On Facebook recently I shared an article by Rachel Held Evans on Facebook. It was a great article with a simple desire to point out that asking tough questions about the text is not a slippery slope to faith abandonment.
The sharing of this article sparked a dialogue both online and offline with a number of people which got me thinking and led to the title of this post. I may not be in the same camp on a number of theological issues as much as mainstream evangelicalism. That is one of the reasons I have no problem labeling myself as a non-evangelical and stating that I resonate with different faith traditions more than evangelicalism. Although I ask the tough questions about the text and have come to some different conclusions, I can boldly say I have very good, well thought out, exegetically honest, and communally vetted conclusions.
So why do I bring this up in the first place? Because I have gotten the sense through the years, from those who question where I have landed, that they seem to think that I don’t accept the stock answers because I am stubborn, rebellious or perhaps something worse. I get the sense some think I reject the standard issues just because. I have never gotten the sense from any of the more controversial conversations on controversial subjects that I may actually have deeply researched my conclusion. It seems they assume I have not, yet they have and that is why they are right and I am wrong. When in all actuality nothing can be farther from the truth.
As much as it shocks me to think about this reality, I happen to be a public authority and noted thought leader in the technology industry. This position has earned me a spot as one of the few technology columnists for a number of publications including TIME.com. I speak regularly to captains and leaders of industry at CEO summits, industry trade shows, and many other public and private forums as an authority / expert within my field of knowledge. To accomplish something like this one does not formulate opinions or expertise without deeply researching, analyzing, and vetting ideas in order to make conclusions that I do. I would approach conclusions made to my faith with no less diligence than I do in my professional practice.
This is why I titled this post the way I did. I have finally reached a point in vetting my beliefs and working out my salvation if you will where I am absolutely confident in the areas that for me are black and white (there are still grey areas). I know where I stand on many issues, I know why I stand there, and I can back it up with sound plausible exegesis.
It wasn’t easy and I have been fortunate to have access to noted biblical scholars, heads of noted theology schools, as well as read most of the major scholarly works from a wide range of scholars from a wide range of faith traditions. This journey started when I was 27 and I am now 33. That is how long it took for me and for many it probably takes longer.
I realize for many of those I engage with debate and conversation with, that they have as well vetted and rigorously wrestled with these issues and come out on a different side. I respect that wholeheartedly and in most cases can see where they are coming from. I value their efforts and their convictions and have no problem to agree to disagree and go build the Kingdom together.
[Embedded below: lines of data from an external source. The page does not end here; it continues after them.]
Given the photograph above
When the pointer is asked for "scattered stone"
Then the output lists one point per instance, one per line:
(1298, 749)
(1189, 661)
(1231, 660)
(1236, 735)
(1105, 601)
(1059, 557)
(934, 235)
With many of my answers to some of the tougher and perhaps more controversial questions about the text it is important to note the vast diversity which is the Christian tradition. If you only explore answers to questions within the very short and heavily Calvin based history of evangelicalism then you are missing the bigger picture.
For many Christians the questions that pop out in my mind about many biblical issues may never come up or they don’t matter as much to them to answer as they do to me. I am OK with that and I fully acknowledge that reality. The truth is not everyone thinks like me and that is OK. This journey is still going as there are still matters that lie in tension, in a good way, in my brain. But there is a peace in confidently knowing not only what you believe but why you believe it.